For fiscal 2002/2003, P&G’s sales rose 8%, volume rose 8% and net earnings and net earning a share each were up 19%. Core net earnings, which exclude restructuring charges, were up 13%. Core diluted net earnings a share, which exclude restructuring charges, were up 14%.
“We’ve generated nearly $17 billion in free cash flow since fiscal 2000—two and half times the amount generated in the prior three years,” said Mr. Lafley. “P&G is performing like a leading company again.”
Mr. Lafley pointed out that in fiscal 2000, P&G brands were growing share in categories representing less than 40% of company sales. During the last six months of fiscal year 2003, shares grew in categories accounting for nearly 90% of sales.
“Building global share at this level is unprecedented in P&G history,” Mr. Lafley said. “It confirms that P&G’s business strategies are working and P&G people around the world are executing with excellence. P&G men and women are distinguishing themselves as one of the strongest generations of leaders in P&G history.”
Mr. Lafley pointed out that 100% of the company’s 2002/2003 growth was organic, coming from core, established businesses. “Acquisitions are part of P&G’s overall growth strategy,” he said. “We’ll continue to make acquisitions when they fit P&G’s sustainable growth strategy and core capabilities. Some of these acquisitions have been and will be substantial—like Wella and Clairol—but the key drivers of sustained growth should come from core businesses, over the long term.”

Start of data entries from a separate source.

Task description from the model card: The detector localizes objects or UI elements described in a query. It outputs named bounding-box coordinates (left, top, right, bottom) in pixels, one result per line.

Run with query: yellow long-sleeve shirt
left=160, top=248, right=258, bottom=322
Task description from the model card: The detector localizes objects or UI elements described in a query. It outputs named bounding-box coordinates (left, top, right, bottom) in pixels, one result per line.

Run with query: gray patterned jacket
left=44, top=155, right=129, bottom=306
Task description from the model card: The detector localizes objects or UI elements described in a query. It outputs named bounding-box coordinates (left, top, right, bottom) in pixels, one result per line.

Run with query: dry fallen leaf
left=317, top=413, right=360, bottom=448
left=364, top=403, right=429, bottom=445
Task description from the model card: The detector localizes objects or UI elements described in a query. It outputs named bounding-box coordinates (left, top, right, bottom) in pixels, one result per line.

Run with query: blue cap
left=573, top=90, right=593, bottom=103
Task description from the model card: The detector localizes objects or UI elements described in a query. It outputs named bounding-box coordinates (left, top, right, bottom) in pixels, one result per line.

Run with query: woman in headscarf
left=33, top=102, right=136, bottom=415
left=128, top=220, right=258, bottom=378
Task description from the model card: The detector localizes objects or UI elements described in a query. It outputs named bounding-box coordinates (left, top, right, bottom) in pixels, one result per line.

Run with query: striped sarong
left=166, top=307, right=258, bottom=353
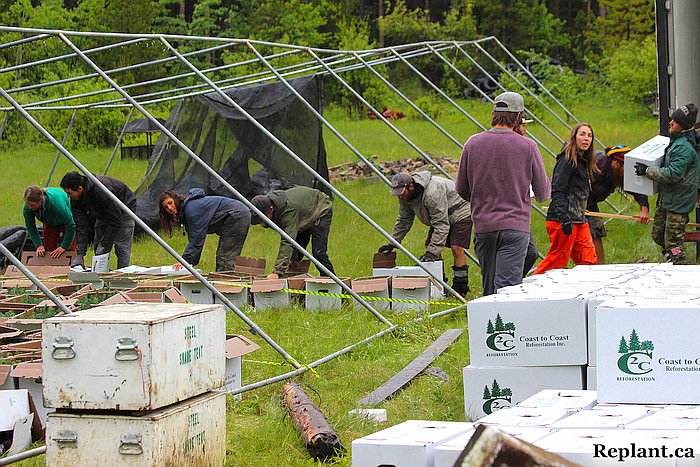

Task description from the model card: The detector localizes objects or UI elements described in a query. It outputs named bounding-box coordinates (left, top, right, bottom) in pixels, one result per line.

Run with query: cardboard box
left=624, top=135, right=670, bottom=196
left=518, top=389, right=598, bottom=411
left=477, top=407, right=571, bottom=427
left=21, top=251, right=76, bottom=266
left=42, top=303, right=226, bottom=410
left=46, top=392, right=226, bottom=466
left=304, top=277, right=350, bottom=310
left=467, top=294, right=588, bottom=366
left=462, top=365, right=584, bottom=420
left=233, top=256, right=265, bottom=276
left=586, top=365, right=598, bottom=392
left=391, top=277, right=430, bottom=312
left=549, top=405, right=649, bottom=429
left=214, top=284, right=250, bottom=310
left=0, top=389, right=29, bottom=431
left=626, top=406, right=700, bottom=430
left=372, top=260, right=444, bottom=298
left=596, top=298, right=700, bottom=404
left=352, top=420, right=473, bottom=467
left=250, top=279, right=291, bottom=310
left=219, top=334, right=260, bottom=399
left=350, top=276, right=391, bottom=311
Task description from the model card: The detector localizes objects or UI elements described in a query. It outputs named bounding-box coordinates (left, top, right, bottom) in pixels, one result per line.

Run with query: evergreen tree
left=630, top=329, right=642, bottom=352
left=486, top=320, right=495, bottom=334
left=496, top=313, right=505, bottom=332
left=617, top=336, right=630, bottom=353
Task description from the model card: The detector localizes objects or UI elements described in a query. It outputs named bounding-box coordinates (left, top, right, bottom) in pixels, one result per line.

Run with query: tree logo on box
left=617, top=329, right=654, bottom=375
left=486, top=313, right=515, bottom=352
left=481, top=379, right=513, bottom=415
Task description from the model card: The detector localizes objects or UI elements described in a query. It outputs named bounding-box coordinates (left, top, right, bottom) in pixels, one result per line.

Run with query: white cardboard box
left=624, top=135, right=670, bottom=196
left=0, top=389, right=29, bottom=431
left=549, top=405, right=649, bottom=429
left=46, top=392, right=226, bottom=466
left=42, top=303, right=226, bottom=410
left=462, top=365, right=584, bottom=420
left=477, top=407, right=571, bottom=427
left=352, top=420, right=472, bottom=467
left=467, top=294, right=587, bottom=366
left=518, top=389, right=598, bottom=410
left=391, top=276, right=430, bottom=312
left=596, top=298, right=700, bottom=404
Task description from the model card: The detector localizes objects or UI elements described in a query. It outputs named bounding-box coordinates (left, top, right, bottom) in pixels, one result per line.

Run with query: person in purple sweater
left=456, top=92, right=551, bottom=295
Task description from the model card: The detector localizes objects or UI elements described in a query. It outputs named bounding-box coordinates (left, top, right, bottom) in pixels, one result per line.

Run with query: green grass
left=0, top=98, right=672, bottom=466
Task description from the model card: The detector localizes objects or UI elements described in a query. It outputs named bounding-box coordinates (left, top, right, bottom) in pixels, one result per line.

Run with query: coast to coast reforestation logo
left=486, top=313, right=515, bottom=352
left=481, top=379, right=513, bottom=415
left=617, top=329, right=654, bottom=375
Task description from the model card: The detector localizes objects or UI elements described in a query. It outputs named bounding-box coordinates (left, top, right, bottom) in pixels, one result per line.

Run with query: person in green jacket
left=251, top=186, right=335, bottom=279
left=22, top=185, right=75, bottom=258
left=634, top=104, right=700, bottom=264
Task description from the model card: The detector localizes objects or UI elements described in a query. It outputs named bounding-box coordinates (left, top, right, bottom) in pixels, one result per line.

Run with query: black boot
left=452, top=266, right=469, bottom=296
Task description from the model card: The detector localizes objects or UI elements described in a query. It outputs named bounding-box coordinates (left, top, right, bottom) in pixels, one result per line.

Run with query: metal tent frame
left=0, top=26, right=621, bottom=464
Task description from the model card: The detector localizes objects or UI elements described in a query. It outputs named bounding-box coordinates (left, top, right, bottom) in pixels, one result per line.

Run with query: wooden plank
left=359, top=329, right=462, bottom=406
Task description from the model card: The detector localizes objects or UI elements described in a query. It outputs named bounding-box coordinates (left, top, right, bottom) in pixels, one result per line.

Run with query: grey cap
left=391, top=172, right=413, bottom=196
left=493, top=91, right=525, bottom=112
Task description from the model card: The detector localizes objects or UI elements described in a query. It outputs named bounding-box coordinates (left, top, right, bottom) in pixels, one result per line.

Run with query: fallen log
left=282, top=381, right=345, bottom=462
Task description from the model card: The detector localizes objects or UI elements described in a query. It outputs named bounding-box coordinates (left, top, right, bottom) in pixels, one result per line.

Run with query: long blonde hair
left=564, top=122, right=598, bottom=177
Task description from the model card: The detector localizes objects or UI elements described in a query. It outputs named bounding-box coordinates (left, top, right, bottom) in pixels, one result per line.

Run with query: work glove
left=634, top=162, right=649, bottom=177
left=70, top=255, right=85, bottom=269
left=418, top=251, right=437, bottom=263
left=377, top=243, right=394, bottom=255
left=561, top=217, right=574, bottom=235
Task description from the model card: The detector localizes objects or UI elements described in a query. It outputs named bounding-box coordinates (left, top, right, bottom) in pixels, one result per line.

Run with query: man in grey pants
left=456, top=92, right=551, bottom=295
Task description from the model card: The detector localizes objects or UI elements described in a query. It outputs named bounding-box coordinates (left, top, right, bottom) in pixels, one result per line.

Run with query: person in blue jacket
left=158, top=188, right=250, bottom=272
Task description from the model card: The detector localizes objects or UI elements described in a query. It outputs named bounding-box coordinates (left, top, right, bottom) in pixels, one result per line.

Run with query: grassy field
left=0, top=98, right=660, bottom=466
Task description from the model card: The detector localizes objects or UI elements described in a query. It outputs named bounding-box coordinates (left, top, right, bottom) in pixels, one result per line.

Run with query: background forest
left=0, top=0, right=657, bottom=148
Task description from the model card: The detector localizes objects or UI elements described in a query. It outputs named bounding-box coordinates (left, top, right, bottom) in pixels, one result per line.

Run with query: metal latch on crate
left=114, top=337, right=139, bottom=362
left=51, top=336, right=75, bottom=360
left=53, top=430, right=78, bottom=448
left=119, top=434, right=143, bottom=455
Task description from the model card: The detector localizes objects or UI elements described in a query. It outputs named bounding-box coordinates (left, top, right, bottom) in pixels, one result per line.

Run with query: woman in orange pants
left=533, top=123, right=597, bottom=274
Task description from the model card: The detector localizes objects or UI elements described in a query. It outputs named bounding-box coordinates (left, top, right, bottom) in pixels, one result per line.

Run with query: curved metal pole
left=44, top=109, right=78, bottom=187
left=161, top=38, right=464, bottom=310
left=392, top=50, right=486, bottom=133
left=0, top=446, right=46, bottom=465
left=353, top=52, right=452, bottom=180
left=102, top=107, right=134, bottom=175
left=247, top=44, right=391, bottom=184
left=0, top=84, right=301, bottom=368
left=0, top=242, right=73, bottom=315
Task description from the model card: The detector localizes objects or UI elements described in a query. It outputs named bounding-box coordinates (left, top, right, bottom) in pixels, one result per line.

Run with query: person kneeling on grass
left=251, top=186, right=335, bottom=279
left=586, top=144, right=650, bottom=264
left=22, top=185, right=75, bottom=258
left=379, top=170, right=472, bottom=295
left=158, top=188, right=250, bottom=272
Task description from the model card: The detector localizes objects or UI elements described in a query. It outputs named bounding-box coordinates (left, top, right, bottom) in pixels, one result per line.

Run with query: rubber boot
left=452, top=266, right=469, bottom=296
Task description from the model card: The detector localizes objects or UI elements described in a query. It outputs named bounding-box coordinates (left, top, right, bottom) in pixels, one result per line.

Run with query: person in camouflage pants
left=634, top=104, right=700, bottom=264
left=651, top=207, right=689, bottom=264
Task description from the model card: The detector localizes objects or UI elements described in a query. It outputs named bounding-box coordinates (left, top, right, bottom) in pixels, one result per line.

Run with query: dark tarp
left=136, top=76, right=328, bottom=230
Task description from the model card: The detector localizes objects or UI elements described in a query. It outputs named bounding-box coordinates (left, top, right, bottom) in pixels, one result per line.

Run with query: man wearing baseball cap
left=379, top=170, right=472, bottom=295
left=634, top=104, right=700, bottom=264
left=586, top=144, right=651, bottom=264
left=455, top=92, right=551, bottom=295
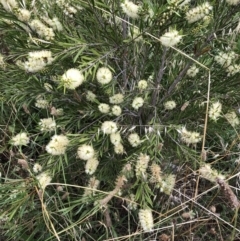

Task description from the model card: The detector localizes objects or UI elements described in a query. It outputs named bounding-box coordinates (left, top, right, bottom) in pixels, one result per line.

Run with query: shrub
left=0, top=0, right=240, bottom=241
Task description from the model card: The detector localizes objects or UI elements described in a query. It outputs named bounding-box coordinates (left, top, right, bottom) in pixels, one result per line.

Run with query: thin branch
left=151, top=47, right=167, bottom=106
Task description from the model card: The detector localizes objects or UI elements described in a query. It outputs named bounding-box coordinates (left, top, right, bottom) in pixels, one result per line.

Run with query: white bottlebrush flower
left=149, top=163, right=162, bottom=185
left=29, top=19, right=55, bottom=40
left=160, top=30, right=182, bottom=47
left=138, top=209, right=154, bottom=232
left=186, top=2, right=213, bottom=23
left=85, top=157, right=99, bottom=175
left=164, top=100, right=177, bottom=110
left=179, top=127, right=202, bottom=145
left=33, top=163, right=42, bottom=173
left=128, top=133, right=142, bottom=147
left=101, top=121, right=118, bottom=134
left=208, top=101, right=222, bottom=121
left=43, top=83, right=53, bottom=92
left=138, top=80, right=148, bottom=90
left=46, top=135, right=69, bottom=156
left=187, top=65, right=199, bottom=77
left=135, top=153, right=150, bottom=177
left=110, top=132, right=122, bottom=146
left=179, top=0, right=191, bottom=7
left=214, top=51, right=237, bottom=68
left=35, top=98, right=49, bottom=109
left=39, top=118, right=57, bottom=131
left=36, top=172, right=52, bottom=190
left=132, top=97, right=144, bottom=110
left=16, top=8, right=31, bottom=22
left=0, top=0, right=18, bottom=12
left=161, top=174, right=176, bottom=195
left=227, top=64, right=240, bottom=76
left=11, top=132, right=29, bottom=146
left=121, top=0, right=139, bottom=19
left=114, top=143, right=124, bottom=154
left=198, top=164, right=225, bottom=183
left=126, top=193, right=138, bottom=210
left=129, top=27, right=143, bottom=42
left=22, top=50, right=54, bottom=73
left=0, top=54, right=6, bottom=69
left=50, top=106, right=63, bottom=116
left=42, top=17, right=63, bottom=32
left=112, top=105, right=122, bottom=116
left=98, top=103, right=110, bottom=114
left=96, top=67, right=113, bottom=85
left=77, top=145, right=95, bottom=161
left=61, top=68, right=84, bottom=90
left=109, top=93, right=124, bottom=104
left=86, top=90, right=97, bottom=102
left=224, top=111, right=240, bottom=127
left=226, top=0, right=240, bottom=5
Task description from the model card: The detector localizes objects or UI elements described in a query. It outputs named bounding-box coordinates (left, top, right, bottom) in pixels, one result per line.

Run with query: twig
left=160, top=63, right=190, bottom=103
left=152, top=47, right=167, bottom=106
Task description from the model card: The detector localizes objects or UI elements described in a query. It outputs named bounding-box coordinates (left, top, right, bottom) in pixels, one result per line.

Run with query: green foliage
left=0, top=0, right=240, bottom=241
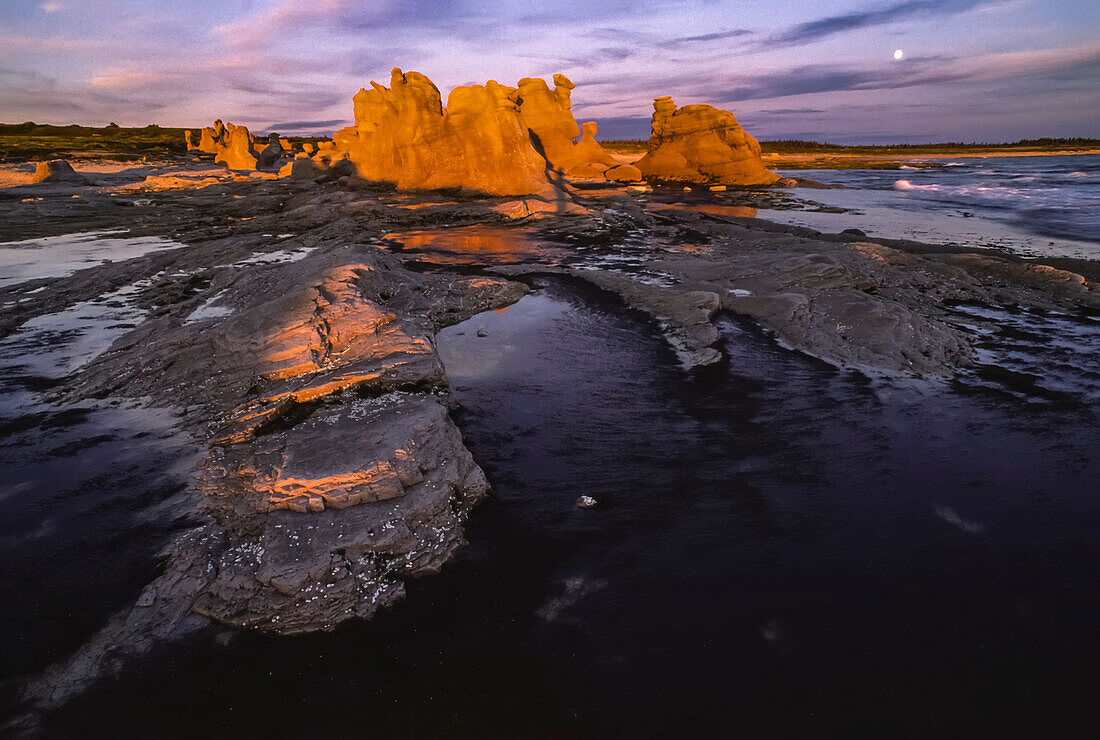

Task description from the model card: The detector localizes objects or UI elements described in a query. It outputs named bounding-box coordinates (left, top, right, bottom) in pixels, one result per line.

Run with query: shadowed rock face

P&G has delivered an annualized total shareholder return of nearly 17% during the past 20 years, ahead of both the Dow Jones Industrial Average and the S&P 500. Staying at peak performance requires focus on being the best in branding, innovation, and scale. These are key strengths that set P&G apart, Mr. Lafley said. “Three years ago, there were 10 P&G brands with a billion dollars or more in sales,” he pointed out. “Today, P&G has 13 billion dollar brands. Crest, Iams and Olay have joined the club.”
Creating new brands and categories is also a focus. According to Information Resources Inc. three of the top 10 non-food products introduced in the U.S. last year were P&G products. P&G is multiplying its innovative capability with a “connect and develop” strategy that links P&G with external innovation partners. Mr. Lafley stated, “Our vision is that 50% of all P&G discovery and invention could come from outside the company.”
Mr. Lafley commented that another key strength is scale. “We’re the global leader in all of our four core businesses: laundry, baby care, hair care and feminine protection. With leadership comes scale economics. The company is building even more scale advantage with P&G’s global organization design, and is starting to see the full benefits of this unique structure. The benefits are tangible,” Mr. Lafley said.